Недостаток культурности, этот особый примитивизм, виден также в официальном приятии всех абсурдов так называемого современного искусства.

Также в администрации давал себя знать ложный марксистский взгляд на идеологию государства, его организацию, тем более что на администрацию марксисты никогда не обращали достаточно внимания и не изучали ее, остановившись раз навсегда на анархизме (агосударственности) и выдвигая абсолютный перевес экономических условий (экономический или исторический материализм). Этот марксистский материализм подошел к русской пассивности: они ex thesi не должны были заботиться ни о чем, кроме хлеба. Но государство, литература, наука, философия, школа и воспитание, народное здравоохранение и нравственность, короче говоря, целая духовная культура не бывает дана экономическими условиями, но должна быть совместно с ними создана. Именно культура обеспечивает и делает возможным экономическое развитие – дает хлеб.

Русские, как и большевики, являются детьми царизма; в течение столетий он их воспитывал и вырабатывал. Они сумели устранить царя, но не устранили царизм. У него царская форма, хотя они носят ее наизнанку, ведь русский и сапоги умеет вывернуть наизнанку.

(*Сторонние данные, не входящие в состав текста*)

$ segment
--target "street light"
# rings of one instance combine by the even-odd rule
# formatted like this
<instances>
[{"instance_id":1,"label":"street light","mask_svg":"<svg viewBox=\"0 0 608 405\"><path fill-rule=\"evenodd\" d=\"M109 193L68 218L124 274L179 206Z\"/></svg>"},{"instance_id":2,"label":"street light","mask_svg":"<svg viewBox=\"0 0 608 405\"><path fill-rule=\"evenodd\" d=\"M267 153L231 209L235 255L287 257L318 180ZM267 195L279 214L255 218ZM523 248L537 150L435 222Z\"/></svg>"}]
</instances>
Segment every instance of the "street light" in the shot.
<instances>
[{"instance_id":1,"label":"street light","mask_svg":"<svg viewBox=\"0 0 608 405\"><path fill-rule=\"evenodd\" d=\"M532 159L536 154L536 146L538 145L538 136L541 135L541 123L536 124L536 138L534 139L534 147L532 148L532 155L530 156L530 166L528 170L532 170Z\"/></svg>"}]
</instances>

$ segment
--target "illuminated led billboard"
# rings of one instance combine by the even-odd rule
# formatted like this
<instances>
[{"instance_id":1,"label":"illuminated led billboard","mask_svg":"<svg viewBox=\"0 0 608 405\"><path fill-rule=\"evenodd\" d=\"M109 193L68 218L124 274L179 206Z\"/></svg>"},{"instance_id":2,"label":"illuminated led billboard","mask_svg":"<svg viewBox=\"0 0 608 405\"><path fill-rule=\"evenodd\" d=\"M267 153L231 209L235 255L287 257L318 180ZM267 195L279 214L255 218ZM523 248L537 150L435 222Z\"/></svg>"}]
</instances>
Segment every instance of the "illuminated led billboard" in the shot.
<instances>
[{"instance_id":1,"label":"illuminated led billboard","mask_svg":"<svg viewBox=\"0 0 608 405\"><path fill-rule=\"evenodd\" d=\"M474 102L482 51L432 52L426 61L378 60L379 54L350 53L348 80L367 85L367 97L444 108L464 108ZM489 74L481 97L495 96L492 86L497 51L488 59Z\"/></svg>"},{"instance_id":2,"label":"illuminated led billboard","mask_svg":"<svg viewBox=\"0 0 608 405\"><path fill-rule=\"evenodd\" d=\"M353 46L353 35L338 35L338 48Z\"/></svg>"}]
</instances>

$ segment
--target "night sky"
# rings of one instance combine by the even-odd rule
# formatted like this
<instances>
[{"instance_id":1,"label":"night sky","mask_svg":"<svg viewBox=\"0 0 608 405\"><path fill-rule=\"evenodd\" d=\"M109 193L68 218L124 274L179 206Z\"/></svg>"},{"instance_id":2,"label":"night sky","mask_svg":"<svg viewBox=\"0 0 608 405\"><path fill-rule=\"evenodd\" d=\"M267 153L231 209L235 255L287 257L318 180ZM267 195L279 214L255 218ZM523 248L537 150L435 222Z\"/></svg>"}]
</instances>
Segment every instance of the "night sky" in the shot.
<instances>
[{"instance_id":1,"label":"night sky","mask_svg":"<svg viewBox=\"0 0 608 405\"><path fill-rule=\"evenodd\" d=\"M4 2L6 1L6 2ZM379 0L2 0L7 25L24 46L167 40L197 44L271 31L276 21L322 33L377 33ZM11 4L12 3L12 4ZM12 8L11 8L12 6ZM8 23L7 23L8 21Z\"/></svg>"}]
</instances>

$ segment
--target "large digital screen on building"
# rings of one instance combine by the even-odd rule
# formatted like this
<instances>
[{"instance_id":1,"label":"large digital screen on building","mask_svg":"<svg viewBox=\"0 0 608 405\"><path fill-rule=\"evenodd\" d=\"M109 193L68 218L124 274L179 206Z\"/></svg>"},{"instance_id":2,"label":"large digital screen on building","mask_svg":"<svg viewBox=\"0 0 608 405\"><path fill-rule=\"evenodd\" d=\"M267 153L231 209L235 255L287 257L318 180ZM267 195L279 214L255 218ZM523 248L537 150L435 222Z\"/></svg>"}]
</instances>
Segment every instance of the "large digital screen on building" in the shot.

Большевики применяли свою многолетнюю, как они называли, «подпольную» тактику; они не были подготовлены к позитивной административной революции, их хватило только на революцию отрицательную. Она была отрицательна в том смысле, что при своей односторонности, узости и некультурности они многое совсем излишне уничтожили. Я их особенно обвиняю в том, что они, совсем по-царски, излишествовали в уничтожении жизней. Уровень варварства всюду проявляется в том, в какой степени люди умеют распоряжаться жизнью своей и своих ближних. Большевистское уничтожение интеллигенции могло бы найти предостерегающий пример в римском Севере и вырезывании старых римских семей, особенно сенаторских; он добился этим варваризации государства и управления, но одновременно ускорил и падение империи. Но историк ясно найдет и более близкие примеры в самой России, в Иване Грозном или еще лучше в Стеньке Разине…

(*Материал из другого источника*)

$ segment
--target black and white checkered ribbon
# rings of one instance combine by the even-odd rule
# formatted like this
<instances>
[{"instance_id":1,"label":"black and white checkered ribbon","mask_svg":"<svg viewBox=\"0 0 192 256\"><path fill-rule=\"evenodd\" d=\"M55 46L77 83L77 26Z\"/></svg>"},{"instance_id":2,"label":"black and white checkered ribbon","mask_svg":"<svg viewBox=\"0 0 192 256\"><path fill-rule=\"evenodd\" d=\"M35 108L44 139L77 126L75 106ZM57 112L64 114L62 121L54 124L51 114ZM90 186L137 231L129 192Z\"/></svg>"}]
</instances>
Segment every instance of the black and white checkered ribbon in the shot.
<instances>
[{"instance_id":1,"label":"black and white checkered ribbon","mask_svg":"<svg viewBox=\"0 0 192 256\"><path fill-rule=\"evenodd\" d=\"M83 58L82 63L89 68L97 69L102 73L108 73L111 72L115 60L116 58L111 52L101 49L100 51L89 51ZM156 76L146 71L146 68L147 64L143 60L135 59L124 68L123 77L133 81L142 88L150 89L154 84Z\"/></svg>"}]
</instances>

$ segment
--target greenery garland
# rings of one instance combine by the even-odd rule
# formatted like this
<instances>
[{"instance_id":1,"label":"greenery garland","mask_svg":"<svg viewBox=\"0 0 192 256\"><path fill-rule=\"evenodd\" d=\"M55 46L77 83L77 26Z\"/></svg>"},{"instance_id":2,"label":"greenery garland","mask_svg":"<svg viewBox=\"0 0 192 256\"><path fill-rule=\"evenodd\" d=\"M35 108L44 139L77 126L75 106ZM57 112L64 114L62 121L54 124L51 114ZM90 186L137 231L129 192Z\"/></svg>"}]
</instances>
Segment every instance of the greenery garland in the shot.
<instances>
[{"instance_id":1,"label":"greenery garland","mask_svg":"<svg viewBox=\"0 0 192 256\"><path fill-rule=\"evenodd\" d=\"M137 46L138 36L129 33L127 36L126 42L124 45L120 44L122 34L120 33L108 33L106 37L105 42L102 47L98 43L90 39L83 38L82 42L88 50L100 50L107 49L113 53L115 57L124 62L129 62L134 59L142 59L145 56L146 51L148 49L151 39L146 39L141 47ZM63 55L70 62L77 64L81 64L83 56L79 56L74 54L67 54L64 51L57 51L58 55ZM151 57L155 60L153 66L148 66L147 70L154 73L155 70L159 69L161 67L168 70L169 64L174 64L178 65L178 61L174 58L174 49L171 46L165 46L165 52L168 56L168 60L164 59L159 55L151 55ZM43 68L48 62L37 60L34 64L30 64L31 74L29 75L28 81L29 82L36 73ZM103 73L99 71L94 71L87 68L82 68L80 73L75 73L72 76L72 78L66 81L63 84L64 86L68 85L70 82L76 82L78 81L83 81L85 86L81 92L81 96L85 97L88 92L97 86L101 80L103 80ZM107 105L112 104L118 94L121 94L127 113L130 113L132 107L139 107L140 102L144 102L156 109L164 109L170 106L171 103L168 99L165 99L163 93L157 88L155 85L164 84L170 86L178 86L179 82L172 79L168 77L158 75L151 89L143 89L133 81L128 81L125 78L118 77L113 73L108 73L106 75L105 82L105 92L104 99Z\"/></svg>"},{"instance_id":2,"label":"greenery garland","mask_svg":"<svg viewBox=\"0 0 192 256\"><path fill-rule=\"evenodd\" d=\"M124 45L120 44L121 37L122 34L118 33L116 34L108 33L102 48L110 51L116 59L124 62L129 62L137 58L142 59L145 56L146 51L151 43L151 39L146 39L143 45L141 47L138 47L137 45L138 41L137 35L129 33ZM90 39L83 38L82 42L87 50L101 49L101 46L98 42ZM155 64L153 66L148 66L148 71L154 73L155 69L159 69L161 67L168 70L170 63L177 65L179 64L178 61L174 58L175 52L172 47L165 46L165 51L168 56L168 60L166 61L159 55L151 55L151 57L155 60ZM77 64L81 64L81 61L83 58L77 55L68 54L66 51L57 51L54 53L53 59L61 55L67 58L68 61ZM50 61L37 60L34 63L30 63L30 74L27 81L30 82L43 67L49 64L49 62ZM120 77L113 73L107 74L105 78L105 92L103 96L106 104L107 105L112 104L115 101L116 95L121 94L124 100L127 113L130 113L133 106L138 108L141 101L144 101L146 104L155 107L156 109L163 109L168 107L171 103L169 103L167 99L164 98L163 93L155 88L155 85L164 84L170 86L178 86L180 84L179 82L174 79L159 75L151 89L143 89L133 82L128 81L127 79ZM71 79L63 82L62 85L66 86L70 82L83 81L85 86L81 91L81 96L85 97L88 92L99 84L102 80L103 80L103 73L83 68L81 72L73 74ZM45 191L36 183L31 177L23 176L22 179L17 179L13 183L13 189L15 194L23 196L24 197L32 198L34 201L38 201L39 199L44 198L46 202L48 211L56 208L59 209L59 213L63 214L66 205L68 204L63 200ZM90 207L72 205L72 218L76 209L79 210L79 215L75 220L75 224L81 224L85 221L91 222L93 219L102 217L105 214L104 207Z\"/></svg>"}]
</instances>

Большевизм соответствует гораздо более Бакунину, чем Марксу; что касается Маркса, то он следует за ним в его первой революционной эпохе – 1848 г. – в то время, когда его социализм не был еще вполне разработан. На Бакунина большевики могли бы ссылаться из-за своего бесспорного иезуитизма и маккиавелизма. К ним они дошли через заговорщицкую тайну, к которой привыкли, и стремлением к власти и диктатуре; добиться власти и удержать ее в своих руках стало главной целью. Тот, кто верит, что достиг высшей, окончательной ступени развития, что у него в руках непогрешимое знание всей общественной жизни, остановится в работе над прогрессом и усовершенствованием и будет занят одной и главной работой, как удержать свою власть и положение. Так это было во время реформации в католицизме, так возникли инквизиция и антиреформация, так это сейчас в России.

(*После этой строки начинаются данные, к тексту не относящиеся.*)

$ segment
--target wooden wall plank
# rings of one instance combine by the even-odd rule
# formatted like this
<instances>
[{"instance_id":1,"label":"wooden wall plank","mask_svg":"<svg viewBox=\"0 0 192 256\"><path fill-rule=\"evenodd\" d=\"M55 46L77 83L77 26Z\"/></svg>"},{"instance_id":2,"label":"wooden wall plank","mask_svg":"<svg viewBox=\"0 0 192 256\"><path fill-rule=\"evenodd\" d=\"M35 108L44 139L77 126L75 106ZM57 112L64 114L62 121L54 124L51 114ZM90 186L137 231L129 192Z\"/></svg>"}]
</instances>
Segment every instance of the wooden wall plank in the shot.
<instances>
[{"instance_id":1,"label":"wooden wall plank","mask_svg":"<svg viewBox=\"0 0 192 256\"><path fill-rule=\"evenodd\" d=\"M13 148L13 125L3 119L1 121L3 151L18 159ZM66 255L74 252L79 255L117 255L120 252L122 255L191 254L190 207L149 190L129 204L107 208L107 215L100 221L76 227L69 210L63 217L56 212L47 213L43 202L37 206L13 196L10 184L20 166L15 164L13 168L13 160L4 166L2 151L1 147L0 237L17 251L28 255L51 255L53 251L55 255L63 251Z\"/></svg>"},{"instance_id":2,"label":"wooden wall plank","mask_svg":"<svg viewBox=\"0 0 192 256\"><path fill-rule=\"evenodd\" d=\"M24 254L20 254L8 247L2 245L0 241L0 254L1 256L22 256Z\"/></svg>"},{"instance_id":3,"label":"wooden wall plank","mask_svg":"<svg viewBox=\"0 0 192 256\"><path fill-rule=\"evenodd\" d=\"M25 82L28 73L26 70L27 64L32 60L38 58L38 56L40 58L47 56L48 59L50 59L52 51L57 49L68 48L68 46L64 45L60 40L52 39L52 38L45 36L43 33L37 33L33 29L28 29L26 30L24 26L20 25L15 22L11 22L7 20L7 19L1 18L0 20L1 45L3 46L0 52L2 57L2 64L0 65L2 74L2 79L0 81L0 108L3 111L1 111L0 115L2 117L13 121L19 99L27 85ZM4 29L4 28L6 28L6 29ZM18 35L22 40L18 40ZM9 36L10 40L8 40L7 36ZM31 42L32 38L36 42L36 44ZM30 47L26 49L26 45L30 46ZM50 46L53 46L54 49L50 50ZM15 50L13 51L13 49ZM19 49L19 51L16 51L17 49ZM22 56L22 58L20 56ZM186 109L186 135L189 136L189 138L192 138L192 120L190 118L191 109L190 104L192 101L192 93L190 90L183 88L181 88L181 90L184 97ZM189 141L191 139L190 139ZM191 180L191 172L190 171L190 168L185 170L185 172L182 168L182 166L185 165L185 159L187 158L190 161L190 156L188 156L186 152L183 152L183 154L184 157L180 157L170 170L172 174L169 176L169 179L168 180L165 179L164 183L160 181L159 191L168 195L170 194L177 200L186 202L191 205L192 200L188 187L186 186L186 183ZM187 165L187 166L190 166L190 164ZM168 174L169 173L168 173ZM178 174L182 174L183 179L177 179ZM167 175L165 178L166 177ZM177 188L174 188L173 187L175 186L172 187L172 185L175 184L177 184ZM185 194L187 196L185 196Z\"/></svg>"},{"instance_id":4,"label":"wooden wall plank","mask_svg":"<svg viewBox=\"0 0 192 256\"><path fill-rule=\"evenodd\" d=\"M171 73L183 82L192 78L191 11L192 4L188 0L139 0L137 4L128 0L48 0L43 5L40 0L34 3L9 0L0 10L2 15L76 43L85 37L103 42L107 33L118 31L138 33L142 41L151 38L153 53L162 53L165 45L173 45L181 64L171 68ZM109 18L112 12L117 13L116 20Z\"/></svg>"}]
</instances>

Большевики мало знали Россию. Царизм принуждал их жить за границей вдали от России отвыкли; я не говорю, что они благодаря этому лучше узнали Запад, они и его не знали, живя в своих кружках. Они его узнали лишь в той мере, что начали им интересоваться и сделали его мерилом для России. Веря, что социальная революция будет также на Западе и еще раньше, чем в России, они посвятили себя пропаганде на Западе до такой степени, что внимание по отношению к русскому быту было вполне рассеяно. Кроме того, на эту пропаганду они тратили сравнительно большие деньги. Одним словом, политика большевиков экстенсивна, а не интенсивна, экстенсивна внутри и наружи. Повторяю, – совершенный примитив.